Thanks to the ingenuity of aquaponics, an integrated system in which fish and plants are grown together within a recirculating system, sustainable food production is now more accessible than ever before in Lethbridge.
“The nutrients the fish are producing are taken up by the plants as the nutrient source and the plants are cleaning the water for the fish,” explained John Derksen, chair of the Aquaculture Centre of Excellence (ACE) at Lethbridge College.
“But the third component in that is the microbiology. What we’re trying to emulate is nature, but in a commercial and very intensive kind of stimulation.”
The ACE is now giving anyone from high school students to experienced greenhouse technicians the online opportunity to receive micro-credentials in this area of study.
School officials said the courses are designed to be convenient.
“Micro-credentials are really accessible and easy for people,” said Megan Shapka, associate dean at the Centre for Applied Research, Innovation and Entrepreneurship at Lethbridge College.
“We try to build them here so that they can be done quickly and done wherever you are, and that’s really attractive to people in this kind of environment where we’re learning remotely and we’re trying to cram different things into our heads in different ways.”
The courses each take about 10 hours to complete and only cost $50.
The college has offered aquaponics courses in the past as part of its academic programming through the Centre for Applied Arts and Sciences, and the institution has been conducting research in the area since 2003.
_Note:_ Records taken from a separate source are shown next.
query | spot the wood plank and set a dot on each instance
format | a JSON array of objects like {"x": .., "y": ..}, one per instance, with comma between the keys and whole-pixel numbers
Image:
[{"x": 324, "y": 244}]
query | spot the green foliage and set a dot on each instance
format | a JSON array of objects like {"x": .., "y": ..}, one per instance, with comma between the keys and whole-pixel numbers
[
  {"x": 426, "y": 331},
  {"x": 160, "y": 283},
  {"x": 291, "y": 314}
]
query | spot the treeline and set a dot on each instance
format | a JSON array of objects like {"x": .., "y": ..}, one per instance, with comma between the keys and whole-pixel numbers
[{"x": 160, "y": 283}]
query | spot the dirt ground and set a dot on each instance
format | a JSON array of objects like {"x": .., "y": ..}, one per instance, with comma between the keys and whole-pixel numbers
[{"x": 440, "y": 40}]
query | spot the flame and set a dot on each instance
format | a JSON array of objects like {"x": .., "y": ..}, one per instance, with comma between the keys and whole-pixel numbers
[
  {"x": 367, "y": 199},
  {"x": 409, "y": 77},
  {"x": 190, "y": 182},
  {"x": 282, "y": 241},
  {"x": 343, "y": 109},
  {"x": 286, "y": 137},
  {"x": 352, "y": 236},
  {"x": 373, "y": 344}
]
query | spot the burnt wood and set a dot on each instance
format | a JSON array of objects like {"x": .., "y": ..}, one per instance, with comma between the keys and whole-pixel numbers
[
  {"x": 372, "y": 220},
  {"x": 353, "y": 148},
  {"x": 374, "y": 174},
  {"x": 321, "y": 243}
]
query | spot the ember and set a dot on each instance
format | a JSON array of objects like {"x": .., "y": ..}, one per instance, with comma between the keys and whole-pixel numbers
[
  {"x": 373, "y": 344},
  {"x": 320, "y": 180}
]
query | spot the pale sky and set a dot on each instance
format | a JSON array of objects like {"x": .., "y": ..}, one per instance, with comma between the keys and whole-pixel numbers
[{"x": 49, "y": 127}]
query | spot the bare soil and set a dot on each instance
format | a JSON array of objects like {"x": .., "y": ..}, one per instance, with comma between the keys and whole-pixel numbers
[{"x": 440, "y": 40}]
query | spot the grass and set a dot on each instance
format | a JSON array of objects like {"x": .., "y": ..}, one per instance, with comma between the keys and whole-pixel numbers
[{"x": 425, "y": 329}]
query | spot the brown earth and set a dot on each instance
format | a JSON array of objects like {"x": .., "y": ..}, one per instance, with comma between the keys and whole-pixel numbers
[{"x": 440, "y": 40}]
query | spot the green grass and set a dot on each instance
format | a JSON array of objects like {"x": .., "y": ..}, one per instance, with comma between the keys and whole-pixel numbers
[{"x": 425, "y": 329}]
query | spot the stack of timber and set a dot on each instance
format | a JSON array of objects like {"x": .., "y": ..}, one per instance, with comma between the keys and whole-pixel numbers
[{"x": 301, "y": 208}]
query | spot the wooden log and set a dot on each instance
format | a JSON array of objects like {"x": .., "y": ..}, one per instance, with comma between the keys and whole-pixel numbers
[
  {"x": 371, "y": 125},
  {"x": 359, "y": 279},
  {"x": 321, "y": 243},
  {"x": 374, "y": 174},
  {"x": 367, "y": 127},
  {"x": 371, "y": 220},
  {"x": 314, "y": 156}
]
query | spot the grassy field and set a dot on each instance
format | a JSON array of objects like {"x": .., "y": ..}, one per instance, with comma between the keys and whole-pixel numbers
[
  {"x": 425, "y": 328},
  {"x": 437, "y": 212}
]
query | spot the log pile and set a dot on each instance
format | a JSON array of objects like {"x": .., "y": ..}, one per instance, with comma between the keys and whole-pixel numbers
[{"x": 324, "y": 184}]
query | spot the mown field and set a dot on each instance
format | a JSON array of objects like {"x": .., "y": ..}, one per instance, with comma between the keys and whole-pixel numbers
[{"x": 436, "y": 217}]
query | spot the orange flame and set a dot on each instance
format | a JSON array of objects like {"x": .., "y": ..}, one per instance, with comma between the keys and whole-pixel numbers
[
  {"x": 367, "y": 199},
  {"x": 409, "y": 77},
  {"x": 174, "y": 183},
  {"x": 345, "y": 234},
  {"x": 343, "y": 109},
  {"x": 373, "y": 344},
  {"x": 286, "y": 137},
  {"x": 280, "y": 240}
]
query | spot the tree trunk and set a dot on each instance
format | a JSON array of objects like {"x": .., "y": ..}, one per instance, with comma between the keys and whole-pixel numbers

Experts at the college say aquaponics is an industry with significant potential as a need for qualified workers in the sector continues to grow.
“What we’ve seen is the people in it are interested in growing more healthy food… (from) mom-and-pop operations to just small community operations and now commercial,” Derksen stated.
He went on to say that the pandemic has made businesses even more conscious of where their food supply comes from.
“COVID(-19) has really made some companies aware of how vulnerable they are to transport,” Derksen said. “So if they can’t get their ingredients, they’re in trouble, and now they just can’t manufacture or keep in production.
“So that’s one thing, and they’ve come to us saying, ‘Hey, we want to grow our own right here.'”
The first two of nine courses are available now, and more credentials will be made available in the months to come.